We have an API server running that serves around 500.000 requests a day. We want to keep all these reguests in a database to be able to analyze the data. We log things like:
We want to keep these logs for 3 months, something which will result in about 45.000.000 records in that database. When records are older than 3 months they are deleted.
Storing these 45 million records in a sql database is possible, but then it is really slow to perform any analysis on these data. We would like to do extensive analysis like - how many request did a specific user do today, compared to the same day last week? How many percent of requests failed today compared to any other day? See a trend diagram showing if the number of request are going up or down. See the top 10 resources being asked for at a given time. You get it - we want to be able to do all kind of analysis like this.
Can you give any advise on where to store these logs to be able to do analysis like this in realtime (or near realtime)? Any nosql database that could be good for this? Azure? I see there is something called azure sql datawarehouse, could that be used for this? I have looked at Microsoft Power Bi which will probably be great for doing the analysis on these data, but where do I store the data.
I would really appreciate if someone have some suggestions for me.
Power BI is potentially a good solution for you. It actually spins up a SQL Server Analysis Services instance in memory, which is effectively an "OLAP data warehouse". Infrastructure requirements are minimal as you design in a free PBI Desktop tool and publish to Microsoft's cloud for PBI Web users.
There are limits to the data that can be published - see link below. Note that PBI uses the very effective Vertipac compression so datasets are typically a lot smaller than your raw data. I often see 10k - 50k rows per MB, so 45m should be achievable with a single Pro license. Ruthlessly filter your column list in PBI Desktop to optimise this.
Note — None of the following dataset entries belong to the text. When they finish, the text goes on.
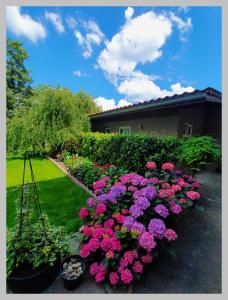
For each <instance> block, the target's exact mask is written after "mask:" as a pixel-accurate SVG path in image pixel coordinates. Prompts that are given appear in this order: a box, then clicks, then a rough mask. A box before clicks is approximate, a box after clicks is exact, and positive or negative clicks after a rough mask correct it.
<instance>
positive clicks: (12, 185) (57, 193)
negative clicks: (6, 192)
mask: <svg viewBox="0 0 228 300" xmlns="http://www.w3.org/2000/svg"><path fill="white" fill-rule="evenodd" d="M31 161H32V167H33V172H34V176H35V180H36V183H37V188H38V193H39V199H40V203H41V208H42V210H43V212H44V213H46V214H47V215H48V217H49V221H50V223H51V224H52V225H63V226H64V227H65V229H66V231H67V232H69V233H70V232H74V231H76V230H77V229H78V228H79V227H80V226H81V221H80V219H79V217H78V213H79V210H80V208H81V207H82V206H83V205H85V202H86V199H87V198H88V194H87V193H86V192H85V191H84V190H83V189H82V188H81V187H79V186H77V185H75V184H74V183H73V182H72V181H71V180H70V179H69V178H68V177H67V176H66V175H65V174H64V173H63V172H62V171H61V170H60V169H59V168H58V167H57V166H56V165H54V164H53V163H52V162H51V161H49V160H48V159H45V158H34V159H32V160H31ZM23 164H24V161H23V159H18V158H11V159H8V160H7V165H6V167H7V227H12V226H13V225H14V224H15V215H16V212H15V200H16V199H17V198H18V197H19V196H20V194H21V189H20V185H21V184H22V175H23ZM25 182H31V177H30V170H29V163H28V161H27V162H26V180H25Z"/></svg>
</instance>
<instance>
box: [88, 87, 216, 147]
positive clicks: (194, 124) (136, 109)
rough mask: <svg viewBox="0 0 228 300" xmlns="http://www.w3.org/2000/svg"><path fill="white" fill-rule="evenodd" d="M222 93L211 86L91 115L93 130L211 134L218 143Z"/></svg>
mask: <svg viewBox="0 0 228 300" xmlns="http://www.w3.org/2000/svg"><path fill="white" fill-rule="evenodd" d="M221 104H222V93H220V92H219V91H217V90H215V89H213V88H210V87H209V88H206V89H204V90H194V91H193V92H190V93H187V92H186V93H183V94H181V95H177V94H176V95H173V96H170V97H168V96H167V97H165V98H158V99H156V100H150V101H147V102H143V103H138V104H134V105H129V106H125V107H121V108H116V109H112V110H109V111H105V112H101V113H97V114H93V115H91V116H90V119H91V124H92V131H99V132H119V133H131V132H146V133H150V134H160V135H177V136H184V137H189V136H197V135H211V136H213V137H215V138H216V139H217V141H218V142H221Z"/></svg>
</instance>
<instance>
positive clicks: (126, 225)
mask: <svg viewBox="0 0 228 300" xmlns="http://www.w3.org/2000/svg"><path fill="white" fill-rule="evenodd" d="M134 222H135V220H134V218H132V217H130V216H128V217H126V218H125V219H124V222H123V226H126V227H127V228H128V229H129V230H131V228H132V225H133V223H134Z"/></svg>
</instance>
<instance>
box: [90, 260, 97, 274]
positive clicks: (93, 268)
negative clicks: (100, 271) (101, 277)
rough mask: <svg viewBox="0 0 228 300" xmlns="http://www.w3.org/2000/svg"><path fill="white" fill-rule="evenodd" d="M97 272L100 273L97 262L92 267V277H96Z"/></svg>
mask: <svg viewBox="0 0 228 300" xmlns="http://www.w3.org/2000/svg"><path fill="white" fill-rule="evenodd" d="M97 272H98V263H97V262H95V263H93V264H91V265H90V267H89V273H90V275H92V276H95V275H96V274H97Z"/></svg>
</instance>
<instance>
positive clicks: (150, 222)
mask: <svg viewBox="0 0 228 300" xmlns="http://www.w3.org/2000/svg"><path fill="white" fill-rule="evenodd" d="M148 230H149V233H150V234H152V235H153V236H155V237H156V238H157V239H160V240H161V239H162V238H163V237H164V235H165V232H166V227H165V223H164V222H163V221H162V220H160V219H156V218H154V219H151V220H150V223H149V225H148Z"/></svg>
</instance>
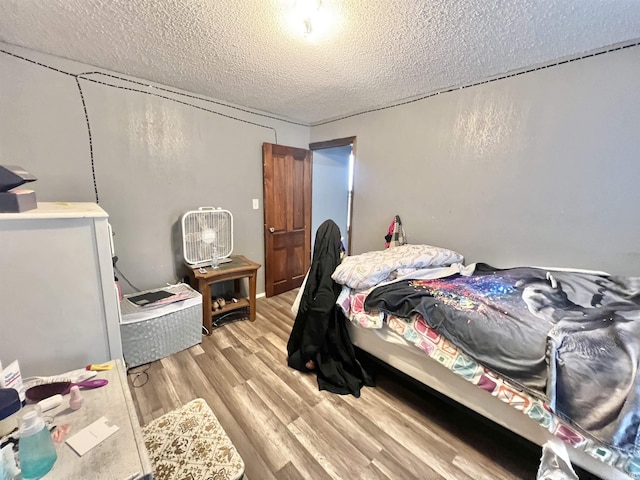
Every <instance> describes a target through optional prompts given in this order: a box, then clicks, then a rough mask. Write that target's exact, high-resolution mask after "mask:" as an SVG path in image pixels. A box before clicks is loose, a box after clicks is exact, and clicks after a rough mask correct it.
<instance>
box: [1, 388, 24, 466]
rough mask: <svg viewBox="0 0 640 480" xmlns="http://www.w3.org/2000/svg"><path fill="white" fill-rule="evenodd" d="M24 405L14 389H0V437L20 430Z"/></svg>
mask: <svg viewBox="0 0 640 480" xmlns="http://www.w3.org/2000/svg"><path fill="white" fill-rule="evenodd" d="M20 407H22V404H21V403H20V396H19V395H18V392H17V391H16V390H14V389H13V388H0V437H4V436H5V435H9V434H10V433H11V432H12V431H14V430H15V429H16V428H18V415H17V414H18V412H19V411H20ZM0 478H2V477H0Z"/></svg>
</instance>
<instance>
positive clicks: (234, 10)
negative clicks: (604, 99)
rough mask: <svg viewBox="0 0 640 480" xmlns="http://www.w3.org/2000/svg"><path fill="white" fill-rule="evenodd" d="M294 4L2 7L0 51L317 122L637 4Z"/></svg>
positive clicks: (617, 16)
mask: <svg viewBox="0 0 640 480" xmlns="http://www.w3.org/2000/svg"><path fill="white" fill-rule="evenodd" d="M301 1H303V0H226V1H225V0H111V1H105V0H48V1H46V2H25V1H24V0H0V41H3V42H6V43H10V44H14V45H19V46H22V47H26V48H30V49H34V50H38V51H41V52H45V53H49V54H52V55H57V56H60V57H65V58H68V59H71V60H76V61H79V62H83V63H87V64H90V65H94V66H96V67H99V68H103V69H106V70H110V71H115V72H119V73H122V74H126V75H130V76H133V77H137V78H141V79H145V80H150V81H153V82H157V83H160V84H163V85H167V86H171V87H175V88H179V89H183V90H187V91H189V92H193V93H197V94H201V95H206V96H209V97H212V98H215V99H218V100H222V101H225V102H229V103H233V104H237V105H242V106H246V107H251V108H254V109H258V110H261V111H264V112H271V113H274V114H278V115H282V116H284V117H287V118H289V119H294V120H297V121H300V122H304V123H308V124H314V123H319V122H322V121H326V120H328V119H333V118H339V117H341V116H345V115H349V114H353V113H358V112H362V111H365V110H369V109H372V108H376V107H381V106H385V105H391V104H394V103H396V102H400V101H402V100H405V99H409V98H414V97H418V96H422V95H427V94H430V93H433V92H437V91H441V90H446V89H449V88H451V87H455V86H464V85H469V84H472V83H476V82H479V81H482V80H485V79H488V78H491V77H495V76H498V75H501V74H505V73H507V72H513V71H518V70H522V69H526V68H530V67H532V66H537V65H545V64H549V63H554V62H556V61H558V60H562V59H567V58H573V57H578V56H581V55H584V54H586V53H589V52H593V51H597V50H599V49H602V48H605V47H609V46H614V45H618V44H624V43H626V42H633V41H637V39H638V37H639V36H640V31H639V30H638V25H640V2H638V1H637V0H493V1H491V0H413V1H411V0H376V1H362V0H321V2H318V1H317V0H313V3H314V5H313V7H314V8H315V7H316V6H317V5H318V4H319V10H317V12H318V16H317V18H311V27H312V28H310V24H309V18H307V17H308V14H305V18H302V17H300V16H299V15H297V14H298V12H299V10H300V8H299V7H300V2H301ZM312 10H313V9H312Z"/></svg>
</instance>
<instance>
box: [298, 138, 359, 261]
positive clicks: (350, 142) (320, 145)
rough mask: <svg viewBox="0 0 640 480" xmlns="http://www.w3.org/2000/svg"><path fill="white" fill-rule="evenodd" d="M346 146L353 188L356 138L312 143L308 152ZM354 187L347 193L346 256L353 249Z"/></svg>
mask: <svg viewBox="0 0 640 480" xmlns="http://www.w3.org/2000/svg"><path fill="white" fill-rule="evenodd" d="M347 145H351V149H352V153H353V165H354V167H353V185H354V186H355V170H356V169H355V162H356V158H357V157H356V137H355V136H353V137H344V138H336V139H334V140H325V141H322V142H313V143H310V144H309V150H311V153H312V154H313V152H314V151H315V150H322V149H325V148H333V147H346V146H347ZM311 165H312V169H311V175H312V181H313V157H312V158H311ZM354 190H355V187H354V188H352V190H351V191H350V192H349V200H348V202H349V206H348V207H347V208H348V209H349V231H348V232H347V239H348V240H347V244H348V245H349V248H348V251H347V255H351V249H352V248H353V196H354V195H353V193H354Z"/></svg>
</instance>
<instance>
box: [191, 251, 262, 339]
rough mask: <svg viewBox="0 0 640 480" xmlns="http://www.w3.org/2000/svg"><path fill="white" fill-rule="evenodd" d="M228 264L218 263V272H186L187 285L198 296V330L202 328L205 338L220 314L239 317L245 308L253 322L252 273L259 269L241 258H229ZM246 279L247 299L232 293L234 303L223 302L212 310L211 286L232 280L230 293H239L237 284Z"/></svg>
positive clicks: (259, 266)
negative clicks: (194, 289) (198, 325)
mask: <svg viewBox="0 0 640 480" xmlns="http://www.w3.org/2000/svg"><path fill="white" fill-rule="evenodd" d="M229 258H230V259H231V261H230V262H227V263H221V264H220V266H219V267H218V268H215V269H214V268H211V267H203V268H202V269H200V268H193V269H190V270H189V282H190V284H191V286H192V287H193V288H195V289H197V290H198V291H199V292H200V293H201V294H202V326H203V327H204V328H206V330H207V332H208V335H211V331H212V328H213V327H214V326H217V325H214V319H217V318H220V317H221V316H222V315H224V314H230V313H231V312H233V311H235V310H238V313H240V309H241V308H245V309H246V308H248V310H249V315H248V316H249V320H251V321H252V322H254V321H255V319H256V273H257V271H258V269H259V268H260V264H259V263H255V262H252V261H251V260H249V259H247V258H246V257H243V256H242V255H233V256H231V257H229ZM245 278H247V279H248V283H249V295H248V297H242V296H240V293H236V294H234V295H238V296H234V298H236V299H237V300H238V301H237V302H231V301H228V300H227V299H225V300H226V303H225V305H224V307H222V308H216V309H215V310H214V309H213V306H212V304H213V301H212V299H211V285H213V284H216V283H219V282H224V281H229V280H233V281H234V290H235V291H236V292H240V290H241V288H240V286H241V285H240V282H241V281H242V280H243V279H245Z"/></svg>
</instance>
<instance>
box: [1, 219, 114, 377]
mask: <svg viewBox="0 0 640 480" xmlns="http://www.w3.org/2000/svg"><path fill="white" fill-rule="evenodd" d="M98 222H100V223H99V225H100V228H99V229H98V230H104V231H107V232H108V226H107V222H106V219H102V220H99V221H98ZM105 250H106V252H105ZM0 251H1V254H0V272H1V275H2V277H1V278H2V288H1V289H0V305H1V315H2V322H0V328H1V330H2V333H1V334H0V355H1V360H2V362H3V363H5V364H6V363H8V362H10V361H12V360H14V359H17V360H18V361H19V362H20V368H21V371H22V374H23V376H30V375H51V374H56V373H61V372H64V371H68V370H72V369H76V368H82V367H84V366H85V365H87V364H89V363H101V362H105V361H107V360H109V359H110V358H111V357H112V354H111V349H110V341H111V342H113V341H115V339H114V338H113V336H114V333H113V325H112V324H113V323H114V318H113V317H114V315H115V317H116V318H115V328H116V329H117V328H118V321H117V302H115V303H114V299H113V298H110V297H105V291H106V292H110V295H113V296H115V291H114V284H113V269H112V266H111V263H110V261H111V259H110V255H109V253H108V251H109V239H108V237H107V236H106V234H104V233H99V232H97V231H96V220H95V219H93V218H68V219H33V220H12V221H5V222H0ZM105 255H106V257H107V258H108V263H106V265H105V258H104V257H105ZM109 277H111V280H110V284H109V285H105V284H104V283H105V279H109ZM105 301H106V303H107V305H108V310H110V311H111V313H109V317H110V318H108V316H107V314H106V313H105ZM114 308H115V313H113V312H112V311H113V309H114ZM110 336H111V338H110ZM117 343H118V344H119V333H118V339H117Z"/></svg>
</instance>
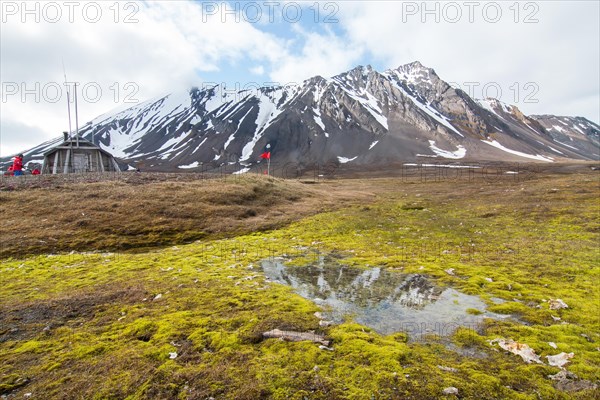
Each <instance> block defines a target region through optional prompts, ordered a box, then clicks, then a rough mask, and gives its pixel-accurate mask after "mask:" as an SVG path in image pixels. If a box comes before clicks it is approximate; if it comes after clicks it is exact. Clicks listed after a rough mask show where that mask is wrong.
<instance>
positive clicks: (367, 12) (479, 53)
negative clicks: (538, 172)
mask: <svg viewBox="0 0 600 400" xmlns="http://www.w3.org/2000/svg"><path fill="white" fill-rule="evenodd" d="M450 3H453V4H458V5H459V7H460V10H461V12H462V18H461V19H460V20H459V22H457V23H449V22H448V20H449V19H455V16H456V15H457V14H451V13H450V12H451V11H452V9H451V8H446V12H444V7H447V5H448V4H450ZM476 3H478V4H479V6H478V7H476V8H474V9H473V13H472V16H473V23H471V22H470V21H469V9H468V8H467V7H466V6H465V5H464V4H465V2H429V3H423V2H387V1H385V2H383V1H382V2H343V3H339V4H340V7H341V8H340V15H341V18H340V19H341V22H342V27H343V29H344V30H345V31H346V35H347V37H348V40H349V41H350V42H351V43H352V44H353V45H355V46H359V47H364V48H367V49H368V54H370V56H371V58H372V59H373V60H375V61H376V62H378V63H380V64H381V65H385V66H388V67H397V66H399V65H401V64H405V63H408V62H411V61H414V60H419V61H421V62H422V63H423V64H424V65H427V66H429V67H432V68H434V69H435V70H436V72H437V73H438V74H439V75H440V77H441V78H442V79H445V80H446V81H449V82H456V83H459V84H461V87H463V88H464V89H466V88H467V86H465V85H464V84H465V83H467V82H477V83H478V84H479V86H478V87H476V88H475V90H474V92H473V95H474V96H475V97H482V96H483V95H485V92H484V91H483V90H482V89H483V88H484V87H485V85H486V84H487V85H488V87H489V88H490V90H489V94H490V95H491V94H493V93H494V90H492V89H493V87H499V88H500V89H501V91H502V96H501V97H502V98H501V100H503V101H505V102H507V103H514V104H516V105H517V106H518V107H519V108H521V109H522V110H523V111H524V112H525V113H528V114H535V113H557V114H571V115H572V114H577V115H583V116H586V117H587V118H589V119H592V120H595V122H598V119H599V115H598V110H599V109H600V103H599V102H600V100H599V99H600V96H599V92H600V89H599V87H600V82H599V75H598V70H599V65H600V56H599V51H600V50H599V49H600V41H599V35H598V32H599V31H600V28H599V23H600V22H599V20H598V13H599V3H598V2H583V1H582V2H577V1H570V2H529V3H524V2H520V3H518V10H519V13H518V15H517V14H516V12H517V8H515V4H516V3H515V2H485V1H484V2H476ZM492 3H495V4H498V5H500V7H501V17H500V18H499V21H498V22H496V23H491V22H489V21H491V20H493V19H494V18H495V15H494V10H493V7H488V8H486V9H485V10H486V11H485V12H484V7H486V4H492ZM527 4H529V5H527ZM436 5H437V7H438V12H437V13H436V12H434V13H431V14H427V13H426V12H425V8H423V7H427V10H430V11H433V10H435V8H434V7H436ZM410 7H413V8H410ZM414 7H416V10H415V8H414ZM511 7H512V8H511ZM413 13H414V14H413ZM436 14H437V15H438V16H439V23H437V22H435V17H436ZM528 17H529V18H528ZM515 18H517V20H518V21H519V23H515ZM423 19H424V20H425V22H423ZM526 19H528V20H533V19H537V20H538V22H537V23H524V21H525V20H526ZM528 83H533V84H534V86H532V85H527V84H528ZM515 84H516V86H515ZM536 87H537V88H538V89H539V90H538V92H537V94H535V95H533V96H530V97H531V99H532V100H537V101H538V102H537V103H532V102H529V101H526V97H527V95H532V94H533V93H534V91H535V89H536Z"/></svg>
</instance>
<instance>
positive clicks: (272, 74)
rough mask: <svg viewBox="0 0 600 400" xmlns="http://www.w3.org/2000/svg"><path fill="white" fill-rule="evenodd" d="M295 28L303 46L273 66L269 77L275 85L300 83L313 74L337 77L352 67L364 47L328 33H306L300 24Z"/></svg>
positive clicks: (312, 74)
mask: <svg viewBox="0 0 600 400" xmlns="http://www.w3.org/2000/svg"><path fill="white" fill-rule="evenodd" d="M294 29H295V30H296V32H297V33H298V35H299V37H300V38H302V42H303V45H302V47H301V50H300V51H299V52H298V54H287V55H286V57H285V58H283V59H281V61H280V63H279V64H277V65H274V66H273V69H272V71H271V77H272V78H273V80H274V81H276V82H281V83H292V82H302V81H303V80H305V79H307V78H310V77H312V76H316V75H320V76H323V77H329V76H333V75H337V74H339V73H341V72H344V71H346V70H348V69H351V68H352V67H354V66H355V65H356V64H357V63H359V62H360V61H361V57H362V55H363V54H364V49H363V46H361V45H357V44H349V43H348V42H347V41H346V40H344V38H341V37H339V36H337V35H335V34H334V33H333V32H332V31H330V30H328V31H327V32H325V33H324V34H319V33H315V32H306V31H305V30H303V29H302V28H301V27H300V26H299V25H294Z"/></svg>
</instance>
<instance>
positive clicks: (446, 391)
mask: <svg viewBox="0 0 600 400" xmlns="http://www.w3.org/2000/svg"><path fill="white" fill-rule="evenodd" d="M442 393H444V394H458V389H457V388H455V387H454V386H450V387H447V388H445V389H444V390H443V391H442Z"/></svg>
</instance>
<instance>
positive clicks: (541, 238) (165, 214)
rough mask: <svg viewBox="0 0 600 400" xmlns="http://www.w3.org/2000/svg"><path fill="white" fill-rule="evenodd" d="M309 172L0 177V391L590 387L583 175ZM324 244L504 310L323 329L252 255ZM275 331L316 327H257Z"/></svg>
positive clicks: (556, 393) (143, 390)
With PBI Pro license you can refresh Hourly, up to 8 times a day:
https://powerbi.microsoft.com/en-us/documentation/powerbi-refresh-data/
Building SQL databases and OLAP/SSAS solutions has been a good career for me over the last 20 years. That is still the "Rolls Royce" solution if you have the time and money. But after 20 years I am still learning as it is a technically challenging area. If you don't already have those skills, I suggest Power BI would be a more productive path.